In this notebook, we will try to solve the problem of predicting tomorrow's temperature though machine learning. We will begin with simple linear regression, move on to multiple linear regression, and finally try to choose a good set of features that best predict tomorrow's temperature.

## Retrieving the Data
Let's download some weather data. We will download 2019 weather data to fit our model to and 2020 weather data to test it against. We will be getting the data using [wwo-hist](https://towardsdatascience.com/obtain-historical-weather-forecast-data-in-csv-format-using-python-5a6c090fc828). This code will take a little while to download the data.

In [None]:
# code here shows a sample of the weather data so the user can see the data
# they are working with
import pandas as pd
import numpy as np
from wwo_hist import retrieve_hist_data
import matplotlib.pyplot as plt
import csv
from sklearn.linear_model import LinearRegression

api_key = '080bb880d8ba4f43ad5231331211703'
location_list = ['43210']

# Download data to train on
train_data = retrieve_hist_data(api_key,
                                location_list,
                                '1-JAN-2019',
                                '1-JAN-2020',
                                24,
                                store_df = True)[0]

# Download data to test on
test_data = retrieve_hist_data(api_key,
                                location_list,
                                '1-JAN-2020',
                                '1-JAN-2021',
                                24,
                                store_df = True)[0]


## Examining the Data
Let's look at the data that we just downloaded.
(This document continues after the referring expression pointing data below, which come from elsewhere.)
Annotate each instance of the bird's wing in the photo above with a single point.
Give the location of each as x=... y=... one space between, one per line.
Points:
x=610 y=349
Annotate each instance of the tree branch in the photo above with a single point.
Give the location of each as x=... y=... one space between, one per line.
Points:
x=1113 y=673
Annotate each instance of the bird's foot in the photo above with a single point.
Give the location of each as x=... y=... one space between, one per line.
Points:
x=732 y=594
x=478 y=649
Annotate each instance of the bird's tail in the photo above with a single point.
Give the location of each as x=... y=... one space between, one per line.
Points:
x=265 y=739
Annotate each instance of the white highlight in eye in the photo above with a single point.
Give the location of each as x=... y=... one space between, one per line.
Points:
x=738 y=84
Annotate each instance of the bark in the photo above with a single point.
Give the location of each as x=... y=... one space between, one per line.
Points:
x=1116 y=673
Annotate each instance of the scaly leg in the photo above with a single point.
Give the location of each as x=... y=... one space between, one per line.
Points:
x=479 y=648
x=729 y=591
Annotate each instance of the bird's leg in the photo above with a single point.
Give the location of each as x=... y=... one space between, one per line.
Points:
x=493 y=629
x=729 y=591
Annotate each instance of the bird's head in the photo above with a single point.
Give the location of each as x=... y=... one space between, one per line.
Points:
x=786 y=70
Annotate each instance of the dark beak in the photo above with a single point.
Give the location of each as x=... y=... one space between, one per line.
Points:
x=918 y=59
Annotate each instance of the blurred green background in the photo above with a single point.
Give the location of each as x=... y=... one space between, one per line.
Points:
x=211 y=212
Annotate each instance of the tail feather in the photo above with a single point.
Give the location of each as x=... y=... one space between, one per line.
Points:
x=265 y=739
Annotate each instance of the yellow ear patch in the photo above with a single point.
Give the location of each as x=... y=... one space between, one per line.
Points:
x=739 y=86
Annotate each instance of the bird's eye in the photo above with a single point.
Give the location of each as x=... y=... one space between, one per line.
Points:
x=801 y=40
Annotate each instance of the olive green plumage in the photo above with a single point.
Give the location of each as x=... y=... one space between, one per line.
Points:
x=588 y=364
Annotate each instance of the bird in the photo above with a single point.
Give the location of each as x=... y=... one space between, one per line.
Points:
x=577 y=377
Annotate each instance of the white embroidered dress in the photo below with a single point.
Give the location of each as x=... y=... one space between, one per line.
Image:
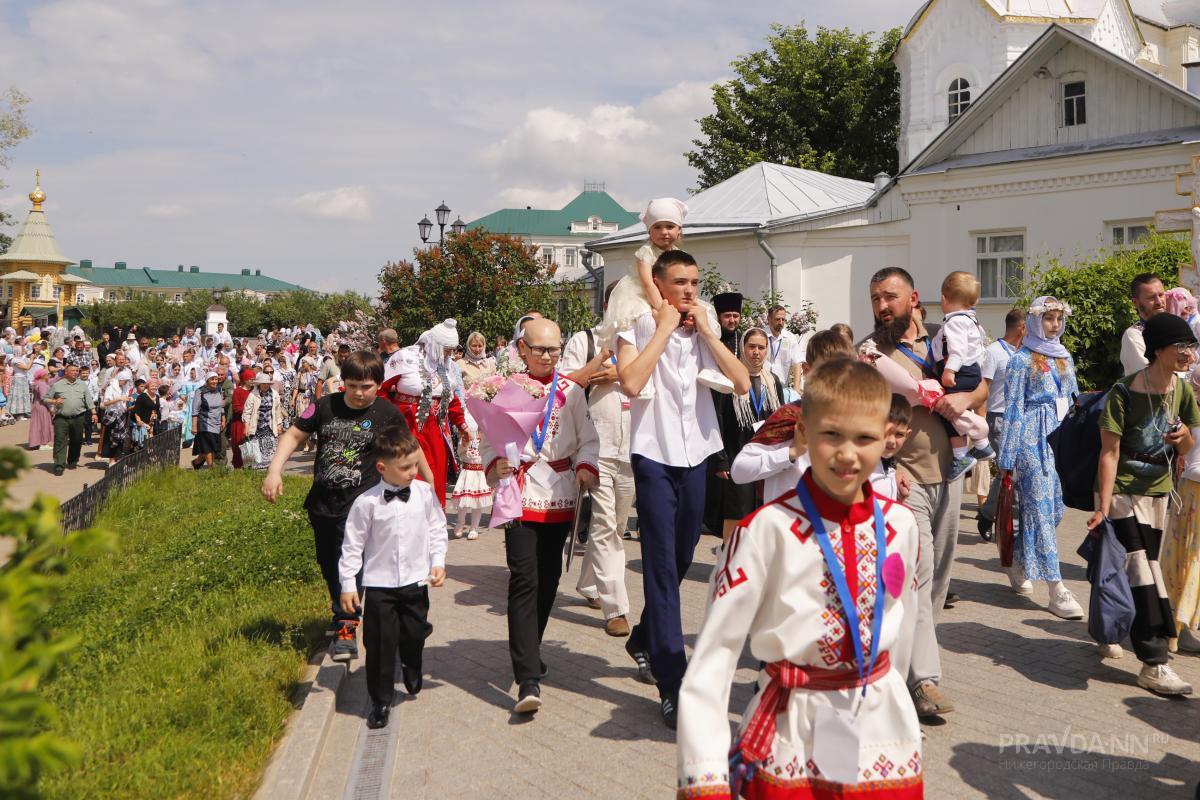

Here are some of the data we have from 6 different days. Each column is a different type of data that we have access to.

In [None]:
print(train_data.columns.to_list())
train_data.head(6)

# Simple Linear Regression
Now we will try to predict tomorrow's temperature in one of the easiest ways. Linear regression. Through linear regression, we can make predictions by simply scaling our input and adding an offset. The equation for linear regression is y = a + bx

In our case, we will predict tomorrow's temperature using today's temperature. This will give us the equation

Tomorrow = b * (Today) + a

Using our data from 2019, we will fit this model to our data. By that, we mean that we will learn the value of a and b that best match our data.

In [None]:
# code to set up the 1 variable simple linear regression

temps = np.array(train_data["tempC"], float)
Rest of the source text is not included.